足が止まらなくてドンヘを抱きしめながらそのまま思い切り転んでしまった。
あ、ようやく音が…戻った。
はちきれんばかりの歓声と、拍手と…目の前のドンヘの嗚咽と。
よかった、と思った。
ドンヘのために、勝てて良かったとぼんやりそう思った。


結局優勝は三年生だった。
校長先生の長い祝辞の間、僕は足が痺れふらふらしていたけど、隣でドンヘがずっと手をつないで支えてくれていた。
それから少し、僕たちを取り巻く環境が変わった。
運動会の翌週から、僕にもドンヘにもピンクだったり薄いブルーだったりの色とりどりの小さな手紙たちが、靴箱の中や机の中に忍ばされ届くようになった。
開くと中にはまるっこいかわいい文字で端的に言うと僕のことが好きだって書いてあった。
初めてもらったときはびっくりしたけど嬉しくて、帰り道ドンヘに見せたのにあまり反応は示してくれなかった。
ドンヘには僕よりも更にたくさんのそのお菓子みたいな甘ったるい手紙たちが届いてるようだったけど、
ドンヘはいつもそのままかばんにスッと入れてしまってそれからどうしてるのかは分からなかった。
正直言うと、クラスの女の子の名前ですらあやういのに、他のクラスの女の子となるとちんぷんかんぷんで、むしろそれよりも友達と走ったりゲームしたりこっそり買食いすることのほうがもっともっと楽しくて、手紙をもらったからってどうこうすることもなかった。


でも二年生の冬、僕に初めて彼女ができた。
隣のクラスの話したこともない名前も分からない子たちに呼び出され、僕のことが好きだと言われた。
周りの二人はキャッキャとはやしたて、どうやら僕のことを好きなのは真ん中の女の子のようだった。
初めて見る子だったけど、はにかんで照れてるその顔が可愛いなと思い、付き合ってほしいと言われこくんとうなずいた。

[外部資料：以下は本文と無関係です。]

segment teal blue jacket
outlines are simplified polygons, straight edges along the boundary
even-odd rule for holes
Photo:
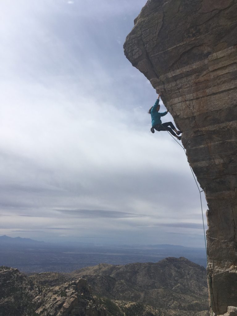
[[[159,105],[160,99],[157,99],[155,101],[155,103],[152,106],[151,110],[151,125],[153,127],[158,125],[159,124],[161,124],[161,116],[164,116],[166,115],[168,113],[167,111],[165,112],[163,112],[161,113],[158,112],[156,110],[157,106]]]

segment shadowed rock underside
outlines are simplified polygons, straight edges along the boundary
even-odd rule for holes
[[[210,301],[226,316],[237,315],[237,16],[236,0],[149,0],[124,45],[162,92],[205,188]]]

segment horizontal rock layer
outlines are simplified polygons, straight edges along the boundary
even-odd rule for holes
[[[149,0],[124,45],[162,92],[205,188],[210,297],[227,316],[237,315],[236,16],[236,0]]]

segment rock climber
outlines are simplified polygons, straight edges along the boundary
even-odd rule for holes
[[[180,140],[181,136],[178,136],[178,135],[180,135],[182,132],[181,131],[178,131],[174,127],[173,123],[171,122],[163,123],[163,124],[161,123],[161,116],[166,115],[168,111],[166,111],[165,112],[161,113],[159,112],[161,107],[159,104],[159,102],[160,101],[160,97],[161,94],[161,93],[159,94],[158,95],[158,97],[155,104],[148,111],[148,113],[150,114],[151,116],[152,127],[151,128],[151,131],[152,133],[155,133],[154,129],[158,132],[161,131],[167,131],[173,136],[176,137],[179,140]],[[169,127],[169,126],[170,127]],[[173,131],[173,130],[174,131],[176,134]]]

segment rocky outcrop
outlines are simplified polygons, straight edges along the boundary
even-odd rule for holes
[[[86,279],[100,295],[162,309],[167,315],[205,315],[208,309],[205,270],[183,257],[125,265],[103,264],[72,272],[71,277]]]
[[[61,283],[64,277],[50,274],[43,276],[45,282],[56,282],[58,275],[58,283]],[[40,276],[38,280],[42,277]],[[103,302],[92,295],[86,280],[81,278],[61,285],[42,286],[36,276],[32,279],[17,269],[0,267],[0,316],[86,315],[110,315]]]
[[[29,277],[0,267],[0,316],[206,316],[205,279],[182,257]]]
[[[124,46],[183,131],[208,206],[210,301],[226,316],[237,315],[236,16],[236,0],[149,0]]]

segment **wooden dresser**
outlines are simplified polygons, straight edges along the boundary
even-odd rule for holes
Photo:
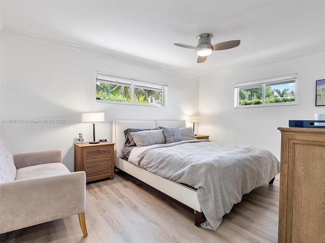
[[[278,242],[325,242],[325,129],[281,133]]]
[[[85,172],[87,182],[109,177],[114,179],[114,143],[74,145],[75,171]]]

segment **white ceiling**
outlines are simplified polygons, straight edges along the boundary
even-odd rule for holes
[[[194,76],[325,50],[325,1],[1,0],[2,31],[24,31]],[[240,39],[197,63],[208,33]],[[62,42],[63,43],[63,42]]]

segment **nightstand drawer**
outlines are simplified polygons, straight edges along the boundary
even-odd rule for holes
[[[87,182],[108,177],[114,179],[114,143],[74,144],[75,171],[86,172]]]

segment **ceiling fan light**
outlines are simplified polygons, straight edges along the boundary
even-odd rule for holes
[[[212,53],[211,48],[202,48],[197,50],[197,53],[200,57],[206,57]]]

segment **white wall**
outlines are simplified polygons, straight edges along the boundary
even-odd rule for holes
[[[1,47],[2,120],[66,120],[2,122],[1,135],[12,153],[61,148],[63,164],[73,171],[73,143],[79,133],[92,139],[92,124],[81,123],[82,112],[105,112],[105,122],[96,124],[96,138],[108,141],[116,119],[185,119],[198,113],[197,78],[3,31]],[[168,107],[96,102],[96,70],[167,83]]]
[[[316,80],[325,78],[324,64],[323,52],[202,78],[200,133],[213,141],[266,148],[280,159],[277,128],[287,127],[289,120],[312,120],[314,113],[325,113],[325,106],[315,106]],[[235,83],[294,72],[298,75],[297,105],[234,108]]]

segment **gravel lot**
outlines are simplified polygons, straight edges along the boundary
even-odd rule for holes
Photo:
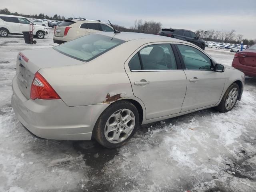
[[[142,126],[118,149],[94,141],[40,140],[16,119],[11,81],[21,50],[49,47],[48,37],[25,44],[0,38],[0,191],[256,191],[256,79],[221,114],[201,110]],[[231,65],[234,54],[206,48]],[[42,59],[50,61],[47,56]]]

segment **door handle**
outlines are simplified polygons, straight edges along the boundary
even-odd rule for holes
[[[149,81],[147,81],[144,79],[142,79],[140,81],[136,81],[134,82],[134,85],[146,85],[150,83]]]
[[[196,77],[194,77],[194,78],[192,78],[189,80],[189,81],[190,82],[197,82],[199,80],[199,79],[198,78]]]

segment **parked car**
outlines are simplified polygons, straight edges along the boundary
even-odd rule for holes
[[[204,50],[206,43],[204,40],[199,38],[192,31],[181,29],[172,29],[171,28],[162,29],[157,34],[158,35],[172,37],[192,43]]]
[[[256,77],[256,44],[236,53],[232,66],[243,72],[246,76]]]
[[[129,32],[22,51],[16,68],[12,106],[30,133],[58,140],[93,136],[108,148],[124,144],[140,124],[212,107],[230,111],[244,81],[243,73],[193,44]]]
[[[10,34],[22,35],[22,32],[29,31],[31,22],[20,16],[0,14],[0,37],[6,37]],[[44,26],[34,25],[33,34],[40,39],[49,34],[48,28]]]
[[[113,31],[112,27],[100,20],[66,20],[56,27],[53,42],[61,44],[92,33]]]
[[[45,22],[44,21],[42,21],[41,20],[40,20],[39,19],[33,20],[33,21],[32,21],[32,22],[37,25],[42,25],[44,26],[46,26],[48,25],[47,23],[46,23],[46,22]]]
[[[50,24],[50,26],[51,27],[55,27],[56,26],[57,26],[58,25],[60,24],[63,21],[58,21],[56,22],[53,22]]]
[[[243,47],[243,50],[245,49],[245,48]],[[234,47],[234,48],[232,48],[230,49],[230,52],[239,52],[241,50],[241,47],[238,46],[236,47]]]

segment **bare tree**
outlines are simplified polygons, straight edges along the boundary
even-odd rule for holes
[[[243,35],[241,35],[241,34],[238,34],[236,36],[236,39],[237,40],[237,41],[238,42],[240,42],[242,41],[242,40],[243,39]]]

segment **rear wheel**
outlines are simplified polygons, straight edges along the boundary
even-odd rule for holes
[[[38,39],[43,39],[44,38],[44,33],[42,31],[38,31],[36,32],[36,36]]]
[[[109,106],[98,119],[92,132],[95,139],[109,148],[124,144],[134,134],[139,123],[136,107],[126,101]]]
[[[240,93],[239,86],[233,83],[227,90],[219,105],[216,109],[222,112],[228,112],[232,110],[236,103]]]
[[[203,50],[204,50],[204,44],[200,44],[200,48],[201,48]]]
[[[0,37],[7,37],[9,35],[9,31],[5,28],[0,28]]]

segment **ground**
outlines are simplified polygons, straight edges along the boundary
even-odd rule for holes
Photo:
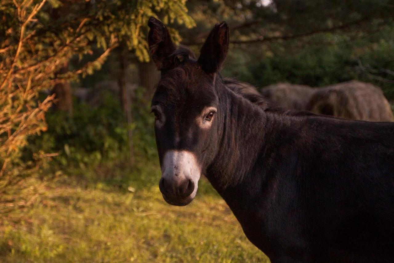
[[[28,198],[1,204],[2,262],[269,262],[203,179],[184,207],[167,204],[156,184],[34,180]]]

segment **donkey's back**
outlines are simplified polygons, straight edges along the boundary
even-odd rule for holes
[[[234,212],[248,237],[274,262],[393,262],[394,123],[286,118],[256,217]]]

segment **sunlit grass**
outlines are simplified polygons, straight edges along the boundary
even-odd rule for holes
[[[2,262],[268,262],[206,181],[180,207],[136,180],[134,193],[64,176],[37,181],[33,201],[0,222]]]

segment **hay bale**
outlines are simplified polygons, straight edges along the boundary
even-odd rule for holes
[[[379,87],[357,81],[314,89],[306,109],[318,114],[370,121],[393,121],[390,103]]]

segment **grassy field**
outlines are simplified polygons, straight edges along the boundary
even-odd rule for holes
[[[0,261],[269,262],[207,181],[189,205],[170,206],[157,167],[146,167],[152,175],[132,173],[128,190],[69,175],[30,179],[0,208]]]

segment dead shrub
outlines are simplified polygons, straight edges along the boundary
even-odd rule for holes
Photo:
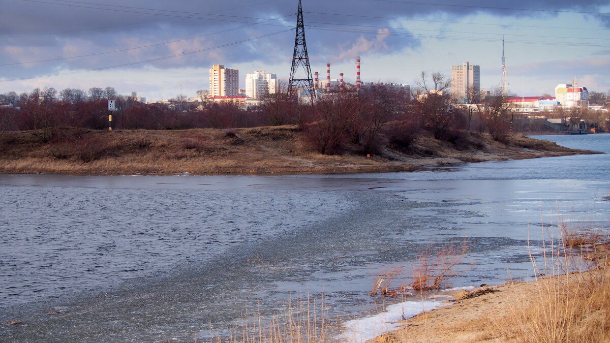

帰り道、そのことをドンヘに報告するとドンヘは怒ったように黙りこんでしまった。


「え、おい、待てよっ…」


僕を置いてどんどん速く歩くドンヘ。
怒ってる?


「なぁって…!」


なんとか追いつきドンヘの手首を掴む。
ドンヘは止まりはしたもののこっちを向いてはくれない。


「なんだよ……怒ってんの…?」


胸が、ざわざわする。
どうして怒ってんの?
こっち見ろよ…。


「え、あの子のこと、もしかしてお前好きだった…?」


ならやめる、付き合うの止める。
だから、だから…!


ドンヘは僕に手首を掴まれたままそっぽを向いたままだ。


「じゃあ付き合うのやめるよ、ごめんって…」


思わず泣きそうになり、ドンヘにそうすがる。
そんなつもりじゃなかったんだ…。


ドンヘは掴まれていた手首をふりほどくと僕のことをじっと見つめてきた。
まるでにらみつけるように。


「…もう、一緒に帰らない」


ドンヘはそう言うと僕を置いてパッと駆けていってしまった。
僕の足は地面に根付いてしまったかのように動かなくて、僕から去っていくドンヘの後ろ姿をただ見つめることしかできなかった。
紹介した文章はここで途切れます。